Syrian rebels allied with al-Qaeda have seized government oil fields, control the power plant in Aleppo, the nation’s largest city, and run courts that apply Sharia law, according to the New York Times. The leading military force among the rebel units fighting for the overthrow of the Bashar al-Assad regime is the al-Nusra Front, whose leader, Abu Mohammad al-Goliani, boasts of having fought alongside al-Qaeda in Iraq and who recently announced the union of Nusra with al-Qaeda in “the Islamic State in Iraq and the Levant.” While foreign jihadists have joined with Nusra, a prominent Syrian group, Ahrar al-Sham, is said to be ideologically aligned with them. Though the oft-stated policy of the Obama administration has been to provide assistance to “moderate” secular forces within the coalition of rebel groups, the Times reported: “Nowhere in rebel-controlled Syria is there a secular fighting force to speak of.”
While the United States has arranged for shipments of light arms like rifles and grenades to Syria from Saudi Arabia and Qatar, much of the weaponry has ended up in the hands of jihadists. Direct U.S. military aid has been in the form of “non-lethal” assistance such as armored vehicles, body armor, night-vision goggles, and communications equipment. Sen. John McCain (R-Ariz.) and other Senate Republicans have renewed calls for a stronger U.S. role following White House confirmation last week of intelligence reports, “with varying degrees of confidence,” of the use of a chemical weapon by the Assad regime against rebel units. The small amounts of sarin found in soil and blood samples were likely loosed by Assad’s forces, a White House official said, but the “chain of custody” has not been established. President Obama has said he wants further confirmation, while critics of his Syria policy have been urging him to act now on his previous warnings that use of chemical weapons by Assad would cross a “red line” and bring serious consequences.

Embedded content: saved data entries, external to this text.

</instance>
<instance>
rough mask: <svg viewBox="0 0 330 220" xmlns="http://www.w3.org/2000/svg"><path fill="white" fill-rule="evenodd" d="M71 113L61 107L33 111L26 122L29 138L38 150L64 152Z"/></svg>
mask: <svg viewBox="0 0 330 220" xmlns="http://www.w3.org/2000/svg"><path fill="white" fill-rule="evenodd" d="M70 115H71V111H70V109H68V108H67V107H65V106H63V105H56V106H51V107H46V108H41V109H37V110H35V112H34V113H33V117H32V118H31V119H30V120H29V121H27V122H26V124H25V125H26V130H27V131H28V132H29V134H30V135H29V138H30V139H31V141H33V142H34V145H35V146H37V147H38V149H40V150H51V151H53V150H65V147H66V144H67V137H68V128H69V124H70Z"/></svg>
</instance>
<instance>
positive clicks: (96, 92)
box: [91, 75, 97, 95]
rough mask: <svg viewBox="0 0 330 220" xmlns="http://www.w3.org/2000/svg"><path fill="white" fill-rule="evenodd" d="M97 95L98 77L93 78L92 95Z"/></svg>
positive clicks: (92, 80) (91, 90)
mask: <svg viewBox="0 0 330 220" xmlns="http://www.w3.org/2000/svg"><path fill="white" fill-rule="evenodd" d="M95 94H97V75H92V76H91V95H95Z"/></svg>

McCain called on the president to “take the measures that a lot of us have been arguing for all along,” including the establishment of a no-fly zone to prevent aerial assaults by the Syrian government, the creation of a “safe zone” for the rebel forces and civilians and providing offensive weapons to the “right people” in the two-year-old civil war that has killed an estimated 70,000.
Given the heavy presence of al-Qaeda allies and other extremist elements in the rebel coalition, finding the “right people” to arm is by no means a certainty. At least some of the U.S- approved shipments of arms from Qatar to Libyan rebels two years ago went to jihadists now entrenched among the anti-Assad forces in Syria. And the United States has been fighting for more than a decade in Afghanistan against Taliban forces who were the “right people” to arm when they were fighting the Soviet occupation in the 1980s.
Establishing a no-fly zone with unmanned bombers, as McCain recommends, would pit U.S. drones against Assad’s world-class air force, described by U.S. military and intelligence officials as “one of the most advanced and concentrated barriers on the planet,” according to the Wall Street Journal. General Martin Dempsey, chairman of the Joint Chiefs of Staff, has advised the Obama administration that mobile missile launchers, located in population centers, would be difficult to find and destroy, and the effort would likely result in civilian casualties.
“They should make sure that [the rebels are] not attacked from the air — and provide them with the weapons [and] training that they need, and the ability of their revolutionary council to organize and to govern — the same way that the Libyan consulate did in Benghazi,” McCain said in an interview on Newsmax TV “That way, they can prevent these weapons from falling into the wrong hands.”
Yet a number of the rebels and civilians the United States had protected from the forces unleashed by Libyan ruler Moammar Gadhafi became the mob that attacked and destroyed that very consulate in Benghazi, killing the U.S. ambassador and three members of his staff. It seems a strange example for McCain to cite in support of a similar intervention in Syria.
Under no circumstances should we put boots on the ground,” said the Arizona Senator and 2008 Republican presidential nominee. Patriot missiles could protect the “safe zone,” while cruise missiles could destroy much of Assad’s air defenses. “We could just establish a zone along the border where they can organize, operate, govern, and train and equip and that would be enough to tip the scales.”
With or without “boots on the ground,” dropping bombs and firing missiles into a sovereign nation to “tip the scales” in favor of rebels trying to overthrow the government constitute acts of war. Obama did that in Libya two years ago without authorization from the Congress of the United States. McCain is now urging him to do the same in Syria, despite the fact that any threat, real or imagined, that the Assad regime might pose to the United States appears small compared to what might come from al-Qaeda’s allies in power in Damascus.
If the president may, on his own initiative, invade with bombs and planes a nation that has neither attacked nor threatened the United States, then the power of Congress to declare wars has become a nullity and the president has become a law unto himself. Obama demonstrated that in Libya. McCain wants an encore in Syria.